For many today, gardens are a way to keep in touch with these earlier rhythms. Even the slightest effort to work the soil and tend a crop can bring inexplicable satisfactions.

A colleague had assumed his back yard - a small patch of grass shaded much of the day by towering pines and oaks - was unsuited for agriculture. His thumb, while it could make a snappy slap on a keyboard space bar, had no verdant hue. But someone brought by a tomato seedling in a large planter and a bag of fertilizer. It would fit in the corner of the deck, the sunniest spot on the property.

Somehow, the reluctant gardener's indifference turned to attentiveness when the slightest sign of life and growth appeared. Tending the vines became a daily ritual: Time to water? Soil too wet? Too dry? Would rotating the pot help? Check for bugs. Pinch off unpromising shoots. Oh, no, vacation: Who will look in?

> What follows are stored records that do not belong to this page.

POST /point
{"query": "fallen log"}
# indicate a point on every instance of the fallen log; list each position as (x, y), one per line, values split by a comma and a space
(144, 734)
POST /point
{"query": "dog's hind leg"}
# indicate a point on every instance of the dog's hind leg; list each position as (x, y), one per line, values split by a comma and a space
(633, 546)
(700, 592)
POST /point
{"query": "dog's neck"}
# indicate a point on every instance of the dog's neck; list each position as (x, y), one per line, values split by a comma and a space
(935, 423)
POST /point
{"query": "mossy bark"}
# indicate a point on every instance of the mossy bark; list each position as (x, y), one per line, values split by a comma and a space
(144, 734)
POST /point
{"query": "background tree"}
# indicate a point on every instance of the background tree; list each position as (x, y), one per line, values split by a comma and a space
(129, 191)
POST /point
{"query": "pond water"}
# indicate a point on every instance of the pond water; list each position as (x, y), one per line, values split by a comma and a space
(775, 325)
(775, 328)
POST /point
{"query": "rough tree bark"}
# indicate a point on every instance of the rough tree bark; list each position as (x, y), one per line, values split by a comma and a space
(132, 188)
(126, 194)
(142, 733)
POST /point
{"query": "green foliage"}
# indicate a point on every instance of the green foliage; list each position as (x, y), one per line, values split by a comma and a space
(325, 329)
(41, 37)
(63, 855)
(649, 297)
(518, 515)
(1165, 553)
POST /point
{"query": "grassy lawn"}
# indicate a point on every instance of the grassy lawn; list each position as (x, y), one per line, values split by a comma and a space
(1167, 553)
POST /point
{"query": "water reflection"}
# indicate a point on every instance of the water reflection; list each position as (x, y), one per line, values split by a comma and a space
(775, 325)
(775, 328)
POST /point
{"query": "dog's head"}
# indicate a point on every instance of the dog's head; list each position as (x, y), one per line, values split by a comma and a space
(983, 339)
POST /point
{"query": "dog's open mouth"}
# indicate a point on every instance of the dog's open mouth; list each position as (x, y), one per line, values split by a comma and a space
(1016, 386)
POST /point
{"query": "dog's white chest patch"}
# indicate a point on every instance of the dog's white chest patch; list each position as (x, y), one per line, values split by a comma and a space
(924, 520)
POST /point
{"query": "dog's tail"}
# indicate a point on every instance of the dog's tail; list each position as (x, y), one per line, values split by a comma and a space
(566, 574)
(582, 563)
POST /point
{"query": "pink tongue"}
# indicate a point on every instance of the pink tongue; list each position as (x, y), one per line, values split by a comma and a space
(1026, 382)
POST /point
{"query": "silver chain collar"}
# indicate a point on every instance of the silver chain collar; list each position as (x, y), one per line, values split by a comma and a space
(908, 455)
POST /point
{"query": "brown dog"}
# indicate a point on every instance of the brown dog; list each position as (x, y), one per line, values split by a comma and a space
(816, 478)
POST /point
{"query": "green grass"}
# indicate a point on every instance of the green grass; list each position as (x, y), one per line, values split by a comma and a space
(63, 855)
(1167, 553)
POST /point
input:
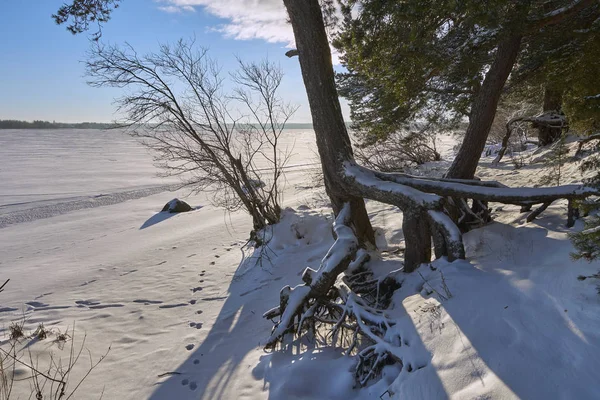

When the fruits came in, the ruby spheres made their supermarket imposters forever unthinkable. Salads were transformed; whole fruits were eagerly consumed with a wad of napkins at the ready to mop soggy chins.

Now the first frost is the enemy. Already nights are cool. Our friend scours cookbooks and pumps friends for green tomato recipes. Maybe the vines could live on as winter house plants in the guest bedroom. When do the relatives next arrive?

He was transfixed when a TV talk show brought on a champion grower and his latest accomplishment: a 4-pound, 4.5-ounce tomato. The expert's secrets: Frank Sinatra music, a heating pad, and some sweet talk each morning and evening.

The nascent gardener took note. Only 180 days till next spring.